Backing up CircleCI Enterprise
This document will describe how to back up your CircleCI Enterprise application so that you can recover from accidental or unexpected loss of the VM containing all of your persistent CircleCI data (the services box) in the following sections:
- Backing up DB data
- Backing up object storage
- Notes on AWS EBS snapshots
- Data integrity considerations
Backing up DB data
The primary, recommended mechanism for backing up your CircleCI data is to use VM snapshots of the virtual disk acting as the root volume for the services box (the machine that serves up the end-user-facing CircleCI UI).
Note: If you are running CircleCI Enterprise in an HA configuration, you must use standard backup mechanisms for the external datastores. See the High Availability document for more information.
These backups can be performed without downtime as long the underlying virtual disk supports such an operation (this is true with AWS EBS for example). There is a small risk (that varies by filesystem/distro) that snapshots taken without a reboot may have some data corruption, but this is rare in practice. If zero downtime backups and robustness in the face of data corruption issues are required, then an HA configuration may be the best solution.
Backing up object storage
Build artifacts, output, and caches are generally stored in object storage services like AWS S3. These services are generally considered highly redundant and unnecessary to backup for backup/recovery purposes. An exception is if your instance is setup to store large objects locally on the services box, either directly on-disk or on an NFS volume. In this case, you will need to separately back these files up and ensure they’re mounted back to the same location on restore.
Restoring from a backup primarily consists of launching a new VM using a previous root-volume backup. When testing backups or performing a restore in production, you may need to make a couple of changes on the newly launched instance if its public/private IP addresses have changed:
- Ensure that the hostname configured in the settings page at port 8800 reflects the correct. If this hostname has changed, you will also need to change it in the corresponding GitHub OAuth application settings (or create a new app to test the recovery) to be able to log into the app.

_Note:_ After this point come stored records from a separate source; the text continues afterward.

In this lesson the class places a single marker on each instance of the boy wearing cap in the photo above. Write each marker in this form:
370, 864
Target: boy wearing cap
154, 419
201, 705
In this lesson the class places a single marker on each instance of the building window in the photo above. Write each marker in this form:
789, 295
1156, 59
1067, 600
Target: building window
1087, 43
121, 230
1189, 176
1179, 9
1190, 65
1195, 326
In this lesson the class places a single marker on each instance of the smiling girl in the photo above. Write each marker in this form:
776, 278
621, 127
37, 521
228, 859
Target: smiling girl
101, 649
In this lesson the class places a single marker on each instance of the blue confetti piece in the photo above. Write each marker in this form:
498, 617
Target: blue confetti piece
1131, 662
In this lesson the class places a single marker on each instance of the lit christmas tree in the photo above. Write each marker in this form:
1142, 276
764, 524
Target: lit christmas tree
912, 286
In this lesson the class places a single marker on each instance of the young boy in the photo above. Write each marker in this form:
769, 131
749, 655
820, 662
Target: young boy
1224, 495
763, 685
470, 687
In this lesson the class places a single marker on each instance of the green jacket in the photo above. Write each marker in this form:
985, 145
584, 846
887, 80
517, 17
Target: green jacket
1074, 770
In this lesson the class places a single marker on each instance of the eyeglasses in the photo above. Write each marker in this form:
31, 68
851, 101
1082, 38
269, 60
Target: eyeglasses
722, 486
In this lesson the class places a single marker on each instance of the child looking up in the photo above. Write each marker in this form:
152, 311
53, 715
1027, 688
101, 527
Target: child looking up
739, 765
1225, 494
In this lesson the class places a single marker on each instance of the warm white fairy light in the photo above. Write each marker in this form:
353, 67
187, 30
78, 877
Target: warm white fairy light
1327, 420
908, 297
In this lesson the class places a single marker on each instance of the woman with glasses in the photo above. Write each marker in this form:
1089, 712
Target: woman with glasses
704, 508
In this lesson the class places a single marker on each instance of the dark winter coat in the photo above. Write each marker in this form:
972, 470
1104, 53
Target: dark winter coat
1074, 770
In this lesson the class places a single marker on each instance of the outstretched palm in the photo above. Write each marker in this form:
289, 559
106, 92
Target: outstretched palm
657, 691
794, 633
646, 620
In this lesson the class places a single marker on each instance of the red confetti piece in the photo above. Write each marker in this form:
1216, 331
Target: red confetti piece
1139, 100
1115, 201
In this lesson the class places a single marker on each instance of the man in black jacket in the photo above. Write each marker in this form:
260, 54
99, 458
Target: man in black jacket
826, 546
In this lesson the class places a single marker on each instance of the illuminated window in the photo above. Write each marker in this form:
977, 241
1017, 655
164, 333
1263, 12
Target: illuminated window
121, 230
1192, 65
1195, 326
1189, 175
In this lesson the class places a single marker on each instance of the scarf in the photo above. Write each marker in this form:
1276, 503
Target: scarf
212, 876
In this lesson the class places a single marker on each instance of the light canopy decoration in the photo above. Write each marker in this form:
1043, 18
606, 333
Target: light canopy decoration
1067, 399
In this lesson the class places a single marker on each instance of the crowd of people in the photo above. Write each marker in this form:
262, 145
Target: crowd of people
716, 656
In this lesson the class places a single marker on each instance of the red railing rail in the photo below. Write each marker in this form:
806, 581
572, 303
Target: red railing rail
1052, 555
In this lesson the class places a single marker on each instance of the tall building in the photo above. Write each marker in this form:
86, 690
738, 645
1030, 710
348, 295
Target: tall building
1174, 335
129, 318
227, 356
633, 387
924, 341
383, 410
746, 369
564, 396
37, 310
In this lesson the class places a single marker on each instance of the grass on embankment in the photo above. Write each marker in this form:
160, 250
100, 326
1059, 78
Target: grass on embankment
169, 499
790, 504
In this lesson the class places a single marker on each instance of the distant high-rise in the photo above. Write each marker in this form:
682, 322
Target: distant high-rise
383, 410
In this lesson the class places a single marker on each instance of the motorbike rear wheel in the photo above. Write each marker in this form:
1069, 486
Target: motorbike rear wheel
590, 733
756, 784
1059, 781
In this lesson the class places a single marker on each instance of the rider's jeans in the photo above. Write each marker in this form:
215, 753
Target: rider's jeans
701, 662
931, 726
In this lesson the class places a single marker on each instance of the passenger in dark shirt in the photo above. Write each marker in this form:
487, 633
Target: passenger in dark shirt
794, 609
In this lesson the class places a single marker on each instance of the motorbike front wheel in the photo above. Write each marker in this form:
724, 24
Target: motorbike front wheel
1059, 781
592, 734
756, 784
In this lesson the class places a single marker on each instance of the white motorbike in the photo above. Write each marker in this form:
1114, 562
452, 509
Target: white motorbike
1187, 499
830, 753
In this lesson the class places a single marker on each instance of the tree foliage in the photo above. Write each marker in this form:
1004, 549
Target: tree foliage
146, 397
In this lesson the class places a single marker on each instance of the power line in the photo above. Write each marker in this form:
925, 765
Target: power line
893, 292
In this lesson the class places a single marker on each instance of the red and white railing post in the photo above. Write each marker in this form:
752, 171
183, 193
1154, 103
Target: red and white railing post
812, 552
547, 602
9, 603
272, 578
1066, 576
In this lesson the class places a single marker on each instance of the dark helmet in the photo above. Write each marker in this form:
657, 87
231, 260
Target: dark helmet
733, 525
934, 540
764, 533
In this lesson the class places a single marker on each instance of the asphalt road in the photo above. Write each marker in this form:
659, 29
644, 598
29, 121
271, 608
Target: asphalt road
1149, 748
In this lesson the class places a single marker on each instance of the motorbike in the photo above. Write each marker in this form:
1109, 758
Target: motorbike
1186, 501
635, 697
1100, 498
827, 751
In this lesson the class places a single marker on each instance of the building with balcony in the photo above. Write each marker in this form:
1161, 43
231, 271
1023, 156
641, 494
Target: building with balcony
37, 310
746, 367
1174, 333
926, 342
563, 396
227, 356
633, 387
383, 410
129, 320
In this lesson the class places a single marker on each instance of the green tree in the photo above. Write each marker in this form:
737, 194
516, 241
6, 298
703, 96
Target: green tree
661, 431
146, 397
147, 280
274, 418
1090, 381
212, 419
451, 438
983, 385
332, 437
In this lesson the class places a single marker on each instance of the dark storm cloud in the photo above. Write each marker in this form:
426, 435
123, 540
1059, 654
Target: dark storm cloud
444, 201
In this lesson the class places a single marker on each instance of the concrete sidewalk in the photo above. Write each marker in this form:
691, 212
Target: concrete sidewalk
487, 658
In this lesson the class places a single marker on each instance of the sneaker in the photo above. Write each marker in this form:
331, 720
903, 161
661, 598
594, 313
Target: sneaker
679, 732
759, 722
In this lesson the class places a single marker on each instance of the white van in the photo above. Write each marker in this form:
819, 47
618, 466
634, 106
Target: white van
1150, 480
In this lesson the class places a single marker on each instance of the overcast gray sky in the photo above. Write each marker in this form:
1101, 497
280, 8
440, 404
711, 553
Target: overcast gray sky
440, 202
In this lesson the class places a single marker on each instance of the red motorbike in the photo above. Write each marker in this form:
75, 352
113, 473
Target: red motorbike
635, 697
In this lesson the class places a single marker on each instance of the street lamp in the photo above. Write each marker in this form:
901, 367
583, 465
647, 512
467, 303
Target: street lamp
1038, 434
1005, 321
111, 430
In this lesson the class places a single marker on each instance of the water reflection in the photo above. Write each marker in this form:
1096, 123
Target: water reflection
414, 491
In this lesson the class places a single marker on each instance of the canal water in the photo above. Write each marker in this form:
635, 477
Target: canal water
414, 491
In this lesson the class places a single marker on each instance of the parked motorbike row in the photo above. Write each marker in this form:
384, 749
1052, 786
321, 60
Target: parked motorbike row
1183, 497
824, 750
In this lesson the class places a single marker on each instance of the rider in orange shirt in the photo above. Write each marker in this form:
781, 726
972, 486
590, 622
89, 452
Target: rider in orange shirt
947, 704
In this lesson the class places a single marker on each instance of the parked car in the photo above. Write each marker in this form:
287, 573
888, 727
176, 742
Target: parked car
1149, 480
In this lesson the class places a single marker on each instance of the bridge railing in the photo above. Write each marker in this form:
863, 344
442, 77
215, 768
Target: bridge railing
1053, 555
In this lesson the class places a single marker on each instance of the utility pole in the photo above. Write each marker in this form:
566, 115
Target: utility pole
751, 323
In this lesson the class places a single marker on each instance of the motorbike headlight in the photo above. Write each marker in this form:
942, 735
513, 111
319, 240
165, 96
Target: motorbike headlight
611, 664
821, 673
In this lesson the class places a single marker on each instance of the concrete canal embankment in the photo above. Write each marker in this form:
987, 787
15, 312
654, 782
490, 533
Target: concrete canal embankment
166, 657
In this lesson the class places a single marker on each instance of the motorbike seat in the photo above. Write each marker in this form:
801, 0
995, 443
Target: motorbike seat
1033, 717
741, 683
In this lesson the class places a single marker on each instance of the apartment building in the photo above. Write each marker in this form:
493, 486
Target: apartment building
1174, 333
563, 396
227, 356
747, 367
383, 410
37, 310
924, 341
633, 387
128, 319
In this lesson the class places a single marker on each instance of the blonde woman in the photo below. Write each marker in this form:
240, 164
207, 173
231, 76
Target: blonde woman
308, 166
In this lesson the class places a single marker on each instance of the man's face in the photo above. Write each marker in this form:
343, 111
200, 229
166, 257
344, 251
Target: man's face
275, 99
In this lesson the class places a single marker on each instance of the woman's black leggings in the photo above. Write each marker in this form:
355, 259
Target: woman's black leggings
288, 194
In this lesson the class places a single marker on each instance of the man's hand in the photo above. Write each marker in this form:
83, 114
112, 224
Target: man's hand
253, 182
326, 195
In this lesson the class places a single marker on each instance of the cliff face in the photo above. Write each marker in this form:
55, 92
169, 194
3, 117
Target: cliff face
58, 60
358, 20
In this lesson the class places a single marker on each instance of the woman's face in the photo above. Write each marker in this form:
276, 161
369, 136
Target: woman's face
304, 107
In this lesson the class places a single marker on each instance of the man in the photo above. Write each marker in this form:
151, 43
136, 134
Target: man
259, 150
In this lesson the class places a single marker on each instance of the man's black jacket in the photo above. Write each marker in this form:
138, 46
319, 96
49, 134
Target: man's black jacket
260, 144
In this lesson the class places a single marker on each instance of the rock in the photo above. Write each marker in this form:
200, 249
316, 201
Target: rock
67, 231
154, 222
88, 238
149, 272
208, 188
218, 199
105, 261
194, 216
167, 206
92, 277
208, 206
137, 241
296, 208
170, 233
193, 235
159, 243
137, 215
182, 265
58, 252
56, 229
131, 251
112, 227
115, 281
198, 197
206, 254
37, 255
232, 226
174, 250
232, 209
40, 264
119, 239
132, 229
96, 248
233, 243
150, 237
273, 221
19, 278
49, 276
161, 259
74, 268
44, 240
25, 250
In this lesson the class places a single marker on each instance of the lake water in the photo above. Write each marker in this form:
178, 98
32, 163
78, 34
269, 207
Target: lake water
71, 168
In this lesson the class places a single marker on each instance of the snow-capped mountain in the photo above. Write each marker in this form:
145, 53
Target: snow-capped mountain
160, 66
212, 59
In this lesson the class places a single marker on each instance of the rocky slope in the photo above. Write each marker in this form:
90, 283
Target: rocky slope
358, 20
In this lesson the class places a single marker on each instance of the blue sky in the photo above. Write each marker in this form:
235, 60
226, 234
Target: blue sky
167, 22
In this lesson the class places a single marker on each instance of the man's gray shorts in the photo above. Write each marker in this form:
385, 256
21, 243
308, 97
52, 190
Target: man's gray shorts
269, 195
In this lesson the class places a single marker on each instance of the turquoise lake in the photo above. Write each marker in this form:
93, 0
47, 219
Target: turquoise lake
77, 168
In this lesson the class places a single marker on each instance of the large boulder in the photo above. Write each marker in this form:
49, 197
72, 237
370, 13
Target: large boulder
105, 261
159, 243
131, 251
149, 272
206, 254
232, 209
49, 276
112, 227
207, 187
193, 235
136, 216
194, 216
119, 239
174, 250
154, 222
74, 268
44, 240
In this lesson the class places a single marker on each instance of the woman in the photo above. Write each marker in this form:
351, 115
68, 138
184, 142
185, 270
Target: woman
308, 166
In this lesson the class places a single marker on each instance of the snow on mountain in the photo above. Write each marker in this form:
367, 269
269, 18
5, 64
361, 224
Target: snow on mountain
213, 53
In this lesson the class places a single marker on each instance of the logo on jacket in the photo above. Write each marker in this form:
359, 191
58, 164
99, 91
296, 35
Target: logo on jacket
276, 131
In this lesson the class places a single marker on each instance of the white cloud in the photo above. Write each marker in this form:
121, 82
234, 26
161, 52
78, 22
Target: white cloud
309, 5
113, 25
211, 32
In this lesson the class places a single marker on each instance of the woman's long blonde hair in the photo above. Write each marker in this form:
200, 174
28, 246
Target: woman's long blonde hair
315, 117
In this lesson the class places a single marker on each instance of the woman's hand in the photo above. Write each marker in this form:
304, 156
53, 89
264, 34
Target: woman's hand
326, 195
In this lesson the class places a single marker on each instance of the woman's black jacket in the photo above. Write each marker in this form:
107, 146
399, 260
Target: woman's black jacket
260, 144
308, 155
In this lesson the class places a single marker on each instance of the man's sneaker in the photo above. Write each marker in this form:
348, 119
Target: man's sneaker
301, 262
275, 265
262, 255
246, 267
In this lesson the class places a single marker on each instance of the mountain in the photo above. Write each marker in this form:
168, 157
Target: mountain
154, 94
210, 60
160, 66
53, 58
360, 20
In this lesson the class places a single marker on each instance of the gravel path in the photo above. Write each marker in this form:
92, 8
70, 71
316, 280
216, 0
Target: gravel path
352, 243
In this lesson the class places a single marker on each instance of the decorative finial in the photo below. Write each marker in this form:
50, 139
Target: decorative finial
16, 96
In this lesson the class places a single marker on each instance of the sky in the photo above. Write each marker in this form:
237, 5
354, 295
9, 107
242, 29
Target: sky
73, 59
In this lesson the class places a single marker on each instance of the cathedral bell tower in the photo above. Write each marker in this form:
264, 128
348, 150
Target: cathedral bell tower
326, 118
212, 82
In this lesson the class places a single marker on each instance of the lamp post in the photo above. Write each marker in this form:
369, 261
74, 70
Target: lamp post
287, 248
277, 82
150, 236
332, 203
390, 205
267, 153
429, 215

- Update any references to the backed-up instance’s public/private IP addresses in
/etc/default/replicated-operator(on Debian/Ubuntu) or
/etc/sysconfig/*(in RHEL/CentOS) to the new ones.
Notes on AWS EBS snapshots
There are a few features of AWS’ EBS snapshots that make this backup process quite easy:
To take a manual backup, you can just select the instance in the EC2 console and select Actions > Image > Create Image. Select the “No reboot” option if you want to avoid downtime. This will create an AMI that can be readily launched as a new EC2 instance for restore purposes. It is also easy to automated this process with the AWS API.
If you take frequent snapshots this way, subsequent AMIs/snapshots will only be as large as the difference (changed blocks) since the last snapshot, meaning storage cost is not necessarily much larger for more frequent snapshots.
Data integrity considerations
While filesystem-level data integrity issues are rare and preventable, there will likely be some data anomalies in a point-in-time backup taken while builds are running on the system. For example, a build that is only half-way finished at backup time may wind up missing the latter half of its command output, and it may permanently show that it is in “Running” state in the UI.
If you want to clean up any abnormal build records in your database after a recovery, you can delete them by running the following commands on the services box (replace the example build URL with an actual URL from your CircleCI UI):
$ circleci dev-console # Wait for console to load user=> (admin/delete-build "https://my-circleci-hostname.com/gh/my-org/my-project/1234")